Lindsey Collen établit un lien entre la crise économique et les manoeuvres politiques qui, à ses dires, ont pour but l’instauration d’un pouvoir fort afin d’assurer les intérêts du patronat quand la crise battra son plein. Ce membre de Lalit soutient, de plus, que différentes sections du patronat veulent soit une coalition MSM/MMM, soit Ptr/MMM. D’où les différents moves.
Derrière la crise politique actuelle se trouve la crise économique qui, avec la chute de l’euro, a entraîné le chômage. Un chômage qui à Maurice est, aux dires de Lindsey Collen, “masqué” par des mesures déjà prises en amont. Elle évoque la décision prise, dans le passé, de rendre l’école obligatoire jusqu’à l’âge de 16 ans par le gouvernement MSM/MMM. Un premier mouvement pour amortir le chômage.
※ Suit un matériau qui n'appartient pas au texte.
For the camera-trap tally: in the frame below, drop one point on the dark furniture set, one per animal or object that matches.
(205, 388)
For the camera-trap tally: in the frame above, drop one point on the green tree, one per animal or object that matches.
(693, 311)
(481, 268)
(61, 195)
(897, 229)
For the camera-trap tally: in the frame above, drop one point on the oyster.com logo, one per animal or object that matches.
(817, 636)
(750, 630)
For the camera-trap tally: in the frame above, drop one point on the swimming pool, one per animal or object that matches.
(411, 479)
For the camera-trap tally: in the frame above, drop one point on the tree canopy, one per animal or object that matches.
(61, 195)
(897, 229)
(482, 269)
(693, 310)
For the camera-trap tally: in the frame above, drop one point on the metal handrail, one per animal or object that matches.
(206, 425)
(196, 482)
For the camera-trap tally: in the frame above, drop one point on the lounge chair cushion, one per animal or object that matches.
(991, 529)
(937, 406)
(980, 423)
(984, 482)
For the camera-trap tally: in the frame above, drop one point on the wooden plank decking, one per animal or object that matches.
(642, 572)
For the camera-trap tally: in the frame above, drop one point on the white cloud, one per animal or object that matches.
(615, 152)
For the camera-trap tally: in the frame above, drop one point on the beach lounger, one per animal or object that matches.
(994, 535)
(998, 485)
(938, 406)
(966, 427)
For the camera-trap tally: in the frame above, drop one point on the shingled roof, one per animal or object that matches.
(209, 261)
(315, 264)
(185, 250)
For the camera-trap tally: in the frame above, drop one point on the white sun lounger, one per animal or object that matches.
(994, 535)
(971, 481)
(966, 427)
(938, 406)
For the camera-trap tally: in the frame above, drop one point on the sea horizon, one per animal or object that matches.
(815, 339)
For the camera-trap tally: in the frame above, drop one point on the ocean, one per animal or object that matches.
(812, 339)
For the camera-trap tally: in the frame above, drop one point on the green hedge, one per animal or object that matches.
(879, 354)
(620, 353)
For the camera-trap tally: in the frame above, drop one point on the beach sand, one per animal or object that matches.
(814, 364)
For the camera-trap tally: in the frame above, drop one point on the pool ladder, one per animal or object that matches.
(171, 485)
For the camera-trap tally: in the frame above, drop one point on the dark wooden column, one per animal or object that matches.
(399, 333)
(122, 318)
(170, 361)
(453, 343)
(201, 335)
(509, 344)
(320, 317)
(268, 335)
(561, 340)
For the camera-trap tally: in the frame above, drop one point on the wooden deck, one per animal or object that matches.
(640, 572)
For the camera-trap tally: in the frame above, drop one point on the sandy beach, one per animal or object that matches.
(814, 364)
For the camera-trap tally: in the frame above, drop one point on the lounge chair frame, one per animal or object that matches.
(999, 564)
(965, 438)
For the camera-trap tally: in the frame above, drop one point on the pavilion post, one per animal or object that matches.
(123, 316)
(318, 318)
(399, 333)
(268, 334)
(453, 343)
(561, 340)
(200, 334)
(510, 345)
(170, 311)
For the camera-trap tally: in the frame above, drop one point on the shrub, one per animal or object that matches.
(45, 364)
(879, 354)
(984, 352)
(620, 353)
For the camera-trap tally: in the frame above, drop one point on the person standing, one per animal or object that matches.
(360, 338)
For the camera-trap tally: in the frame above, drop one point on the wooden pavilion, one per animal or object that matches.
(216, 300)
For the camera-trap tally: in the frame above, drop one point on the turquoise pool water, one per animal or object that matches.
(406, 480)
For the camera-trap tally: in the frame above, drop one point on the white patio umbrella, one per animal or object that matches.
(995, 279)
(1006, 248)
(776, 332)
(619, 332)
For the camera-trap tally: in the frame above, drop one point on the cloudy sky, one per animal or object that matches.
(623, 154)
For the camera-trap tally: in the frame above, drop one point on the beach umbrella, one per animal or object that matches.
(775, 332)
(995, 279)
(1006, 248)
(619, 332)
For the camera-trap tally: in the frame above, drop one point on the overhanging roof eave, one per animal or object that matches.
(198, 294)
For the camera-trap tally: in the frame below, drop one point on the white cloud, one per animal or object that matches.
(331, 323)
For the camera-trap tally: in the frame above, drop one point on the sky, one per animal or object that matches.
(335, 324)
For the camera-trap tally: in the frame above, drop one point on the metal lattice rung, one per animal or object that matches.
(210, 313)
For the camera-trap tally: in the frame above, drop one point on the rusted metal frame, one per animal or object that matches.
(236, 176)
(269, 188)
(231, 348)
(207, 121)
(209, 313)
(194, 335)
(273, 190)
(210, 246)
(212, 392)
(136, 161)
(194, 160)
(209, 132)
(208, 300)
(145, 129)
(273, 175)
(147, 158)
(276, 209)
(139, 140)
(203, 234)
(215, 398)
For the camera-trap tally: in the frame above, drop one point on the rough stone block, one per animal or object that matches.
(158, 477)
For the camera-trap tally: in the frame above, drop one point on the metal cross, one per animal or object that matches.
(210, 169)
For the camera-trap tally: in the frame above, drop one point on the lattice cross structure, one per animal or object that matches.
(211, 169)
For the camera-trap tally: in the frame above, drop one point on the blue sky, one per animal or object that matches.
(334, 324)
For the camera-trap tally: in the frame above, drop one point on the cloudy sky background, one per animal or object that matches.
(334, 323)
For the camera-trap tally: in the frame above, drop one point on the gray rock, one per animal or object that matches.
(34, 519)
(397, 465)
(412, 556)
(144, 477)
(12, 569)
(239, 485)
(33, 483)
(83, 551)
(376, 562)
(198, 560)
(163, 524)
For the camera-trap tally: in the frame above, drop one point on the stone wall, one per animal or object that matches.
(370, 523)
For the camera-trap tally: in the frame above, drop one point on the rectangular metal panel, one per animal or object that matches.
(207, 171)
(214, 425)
S’ensuivent l’organisation de Job Fairs proposant des cours d’esthétique ou des stages de massage. Des initiatives qui, selon notre interlocutrice, ont aussi servi à amortir les chiffres du chômage et ses effets sur la société.
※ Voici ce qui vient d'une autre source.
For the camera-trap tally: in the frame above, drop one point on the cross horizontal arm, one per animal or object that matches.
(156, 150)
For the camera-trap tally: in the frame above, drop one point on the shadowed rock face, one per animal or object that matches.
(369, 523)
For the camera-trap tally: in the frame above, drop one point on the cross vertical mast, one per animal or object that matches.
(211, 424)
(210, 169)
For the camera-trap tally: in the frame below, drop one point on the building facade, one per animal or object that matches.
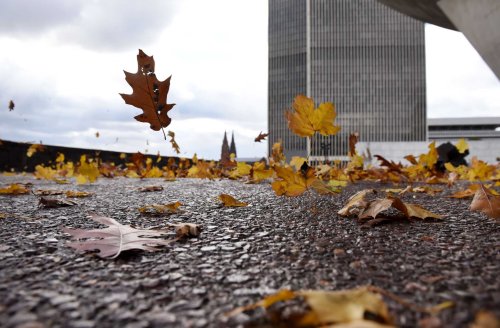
(364, 57)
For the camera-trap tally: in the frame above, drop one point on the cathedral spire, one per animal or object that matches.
(232, 148)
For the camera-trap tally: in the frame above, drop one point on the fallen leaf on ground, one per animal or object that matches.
(230, 201)
(157, 209)
(54, 202)
(484, 201)
(175, 146)
(356, 202)
(148, 93)
(150, 188)
(77, 194)
(116, 238)
(14, 189)
(349, 307)
(261, 136)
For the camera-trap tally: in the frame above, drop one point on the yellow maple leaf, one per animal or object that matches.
(462, 145)
(304, 120)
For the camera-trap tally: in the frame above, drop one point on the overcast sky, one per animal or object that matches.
(62, 61)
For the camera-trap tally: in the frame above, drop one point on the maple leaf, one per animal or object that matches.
(175, 146)
(230, 201)
(14, 189)
(261, 136)
(114, 239)
(34, 148)
(149, 94)
(304, 120)
(349, 307)
(484, 201)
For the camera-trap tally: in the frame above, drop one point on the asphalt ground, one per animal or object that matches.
(242, 255)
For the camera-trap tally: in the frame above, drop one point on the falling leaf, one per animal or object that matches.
(150, 188)
(34, 148)
(484, 201)
(230, 201)
(53, 202)
(304, 120)
(462, 146)
(331, 307)
(116, 238)
(77, 194)
(157, 209)
(261, 136)
(14, 189)
(356, 202)
(175, 146)
(149, 94)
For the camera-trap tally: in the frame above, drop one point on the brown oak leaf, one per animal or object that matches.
(149, 94)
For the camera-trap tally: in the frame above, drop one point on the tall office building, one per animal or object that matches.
(364, 57)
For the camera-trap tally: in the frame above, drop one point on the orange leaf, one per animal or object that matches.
(230, 201)
(486, 202)
(149, 94)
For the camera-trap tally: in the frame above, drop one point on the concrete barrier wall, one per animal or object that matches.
(487, 150)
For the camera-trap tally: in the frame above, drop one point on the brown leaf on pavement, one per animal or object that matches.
(484, 201)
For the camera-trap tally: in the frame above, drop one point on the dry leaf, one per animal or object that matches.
(14, 189)
(53, 202)
(77, 194)
(230, 201)
(356, 202)
(175, 146)
(349, 307)
(34, 148)
(116, 238)
(304, 120)
(150, 188)
(261, 136)
(156, 209)
(149, 94)
(484, 201)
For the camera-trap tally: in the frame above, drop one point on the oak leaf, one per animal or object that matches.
(116, 238)
(149, 94)
(230, 201)
(344, 308)
(484, 201)
(304, 120)
(261, 136)
(175, 146)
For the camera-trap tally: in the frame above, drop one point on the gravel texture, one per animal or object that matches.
(241, 255)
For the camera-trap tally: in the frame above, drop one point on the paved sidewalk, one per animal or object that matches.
(241, 255)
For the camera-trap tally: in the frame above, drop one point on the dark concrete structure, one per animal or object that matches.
(367, 59)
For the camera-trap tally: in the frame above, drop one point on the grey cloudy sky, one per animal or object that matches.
(62, 63)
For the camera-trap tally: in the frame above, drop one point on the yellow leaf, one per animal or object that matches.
(297, 162)
(230, 201)
(304, 120)
(462, 146)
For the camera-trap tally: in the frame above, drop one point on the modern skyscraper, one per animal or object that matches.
(364, 57)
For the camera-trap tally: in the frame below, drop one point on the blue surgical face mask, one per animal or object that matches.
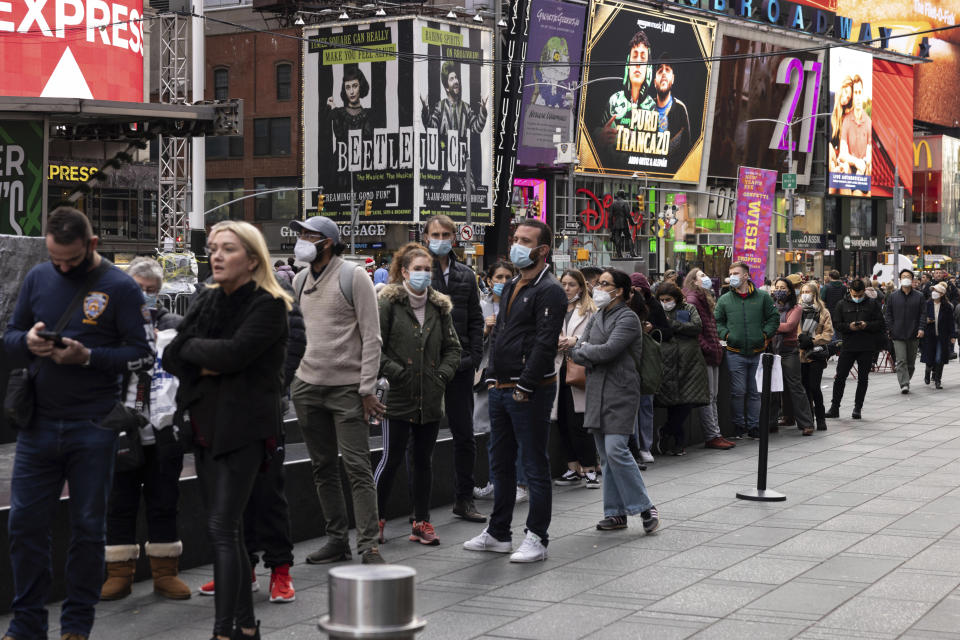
(419, 280)
(440, 247)
(520, 256)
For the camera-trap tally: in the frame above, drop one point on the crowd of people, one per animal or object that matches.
(424, 340)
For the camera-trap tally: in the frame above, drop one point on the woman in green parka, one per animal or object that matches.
(684, 382)
(420, 353)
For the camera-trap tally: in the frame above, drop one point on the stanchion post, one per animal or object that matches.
(761, 493)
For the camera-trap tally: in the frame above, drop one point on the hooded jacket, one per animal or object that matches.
(418, 361)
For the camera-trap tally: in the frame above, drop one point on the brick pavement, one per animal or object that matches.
(867, 545)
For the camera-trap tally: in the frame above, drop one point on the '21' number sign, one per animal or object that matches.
(804, 79)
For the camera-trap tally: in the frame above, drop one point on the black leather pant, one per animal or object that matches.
(227, 483)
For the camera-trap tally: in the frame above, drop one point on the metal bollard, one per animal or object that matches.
(372, 602)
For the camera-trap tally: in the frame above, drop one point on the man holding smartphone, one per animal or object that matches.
(859, 321)
(76, 379)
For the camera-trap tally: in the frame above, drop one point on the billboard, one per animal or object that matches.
(756, 86)
(851, 129)
(397, 112)
(756, 189)
(358, 119)
(935, 89)
(72, 49)
(551, 75)
(21, 177)
(892, 127)
(454, 144)
(644, 111)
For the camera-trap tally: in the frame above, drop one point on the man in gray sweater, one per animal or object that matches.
(333, 392)
(902, 313)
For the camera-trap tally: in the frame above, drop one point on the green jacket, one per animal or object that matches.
(418, 361)
(746, 323)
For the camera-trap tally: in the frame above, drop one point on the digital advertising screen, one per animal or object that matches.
(758, 94)
(643, 111)
(851, 130)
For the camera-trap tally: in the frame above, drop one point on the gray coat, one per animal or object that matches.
(613, 383)
(902, 314)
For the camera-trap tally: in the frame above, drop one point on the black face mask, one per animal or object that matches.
(79, 271)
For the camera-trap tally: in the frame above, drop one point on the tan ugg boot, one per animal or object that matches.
(164, 563)
(121, 565)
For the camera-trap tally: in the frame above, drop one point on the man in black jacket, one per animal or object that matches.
(859, 321)
(460, 283)
(522, 380)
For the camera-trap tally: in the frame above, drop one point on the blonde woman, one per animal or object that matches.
(816, 332)
(569, 407)
(229, 357)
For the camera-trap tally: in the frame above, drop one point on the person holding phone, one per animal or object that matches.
(858, 319)
(684, 384)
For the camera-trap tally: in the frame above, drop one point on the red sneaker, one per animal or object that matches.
(208, 589)
(281, 585)
(424, 533)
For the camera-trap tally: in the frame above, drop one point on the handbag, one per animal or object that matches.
(576, 375)
(20, 401)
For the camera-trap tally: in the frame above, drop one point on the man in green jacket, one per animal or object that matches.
(746, 319)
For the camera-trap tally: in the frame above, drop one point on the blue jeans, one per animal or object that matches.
(624, 492)
(51, 452)
(743, 382)
(524, 427)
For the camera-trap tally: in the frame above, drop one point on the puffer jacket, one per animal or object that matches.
(610, 347)
(684, 378)
(418, 361)
(848, 311)
(746, 322)
(461, 287)
(708, 339)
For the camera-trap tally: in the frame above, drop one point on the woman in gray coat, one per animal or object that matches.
(610, 349)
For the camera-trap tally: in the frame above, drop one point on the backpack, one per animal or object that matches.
(650, 365)
(346, 282)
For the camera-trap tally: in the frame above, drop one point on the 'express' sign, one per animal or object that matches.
(72, 49)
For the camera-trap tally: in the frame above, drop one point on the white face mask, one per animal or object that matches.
(601, 298)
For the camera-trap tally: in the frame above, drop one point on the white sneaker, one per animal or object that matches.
(530, 550)
(483, 493)
(486, 542)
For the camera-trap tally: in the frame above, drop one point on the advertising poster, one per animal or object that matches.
(647, 115)
(21, 177)
(892, 127)
(358, 119)
(936, 89)
(851, 129)
(551, 73)
(754, 83)
(454, 146)
(756, 189)
(72, 49)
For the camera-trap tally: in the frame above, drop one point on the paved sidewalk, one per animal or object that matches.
(867, 545)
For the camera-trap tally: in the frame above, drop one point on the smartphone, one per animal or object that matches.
(53, 336)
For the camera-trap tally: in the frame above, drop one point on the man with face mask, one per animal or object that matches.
(522, 380)
(333, 391)
(76, 376)
(458, 281)
(902, 315)
(859, 321)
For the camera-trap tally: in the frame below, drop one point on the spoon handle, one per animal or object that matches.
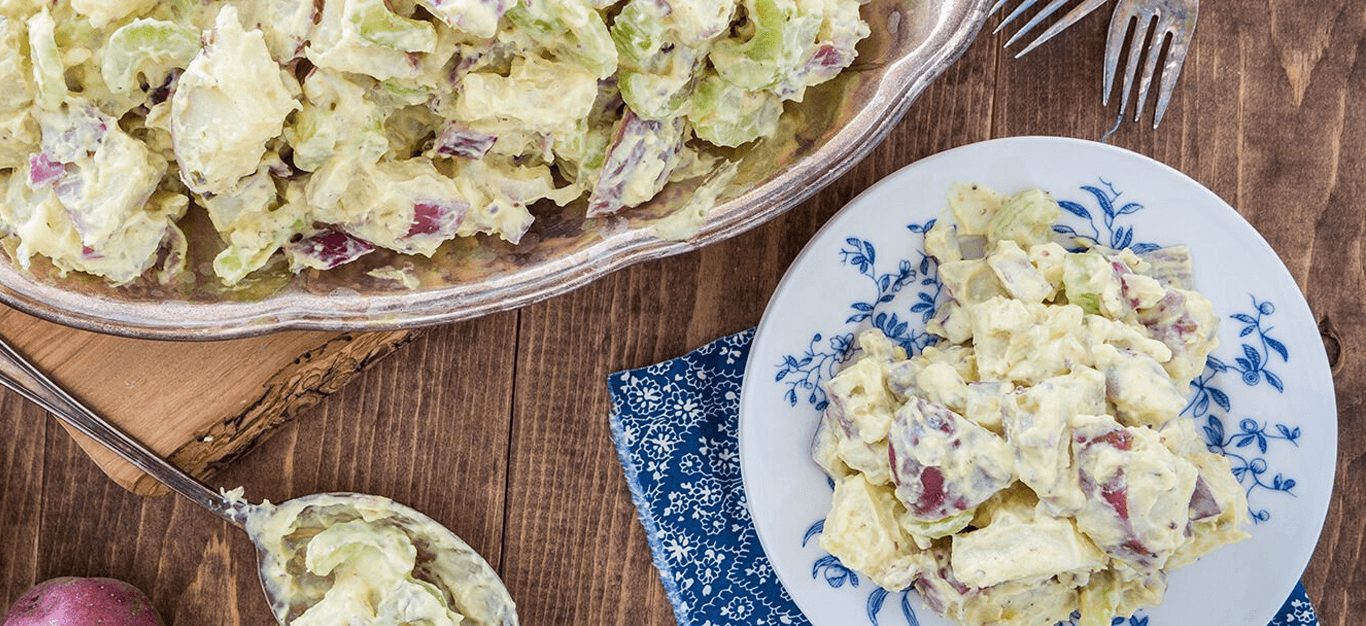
(28, 380)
Lindsey Collen poursuit en expliquant que les prix du sucre, du textile, des produits touristiques et des billets d’avions sont grandement tributaires de l’euro. Une monnaie qui perd de la valeur tandis que le dollar s’apprécie vis-à-vis de la monnaie européenne. En raison de cette crise dans la Zone Euro, le chômage gagne du terrain en Europe, avec pour conséquence un ralentissement dans la vente des produits que propose Maurice.
Toujours selon Lindsey Collen, “une crise économique de cette envergure inquiète le patronat qui, dans ce genre de situation, souhaite une coalition afin d’avoir un pouvoir fort pour contenir la masse des travailleurs quand la pression montera dans le sillage du chômage et de l’emploi précaire”. Elle soutient que différentes sections du patronat veulent soit une coalition MSM/MMM, soit une coalition Ptr/MMM. D’où les différents moves. Elle note que ces éventuels rapprochements sont perçus comme une solution pour la bourgeoisie, mais pas pour le peuple.
“Sur le plan politique, afin de favoriser ces rapprochements, les partis qui sont au Parlement parlent de réforme électorale ou de nouvelle République.” Des propositions qui, selon elle, pourraient comporter un agenda caché. Elle note aussi que Navin Ramgoolam a mis Anerood Jugnauth dans une position délicate, car le Président devrait donner lecture du discours-programme Ptr/PMSD. Elle estime que le Premier ministre n’est pas à l’aise dans sa majorité, tandis que Pravind Jugnauth est gêné par l’affaire MedPoint. D’où le principe proposé par Paul Bérenger d’une alliance entre le MMM et le MSM, avec Anerood Jugnauth comme leader, pour renforcer un soutien politique qui, selon Lindsey Collen, s’affaiblit.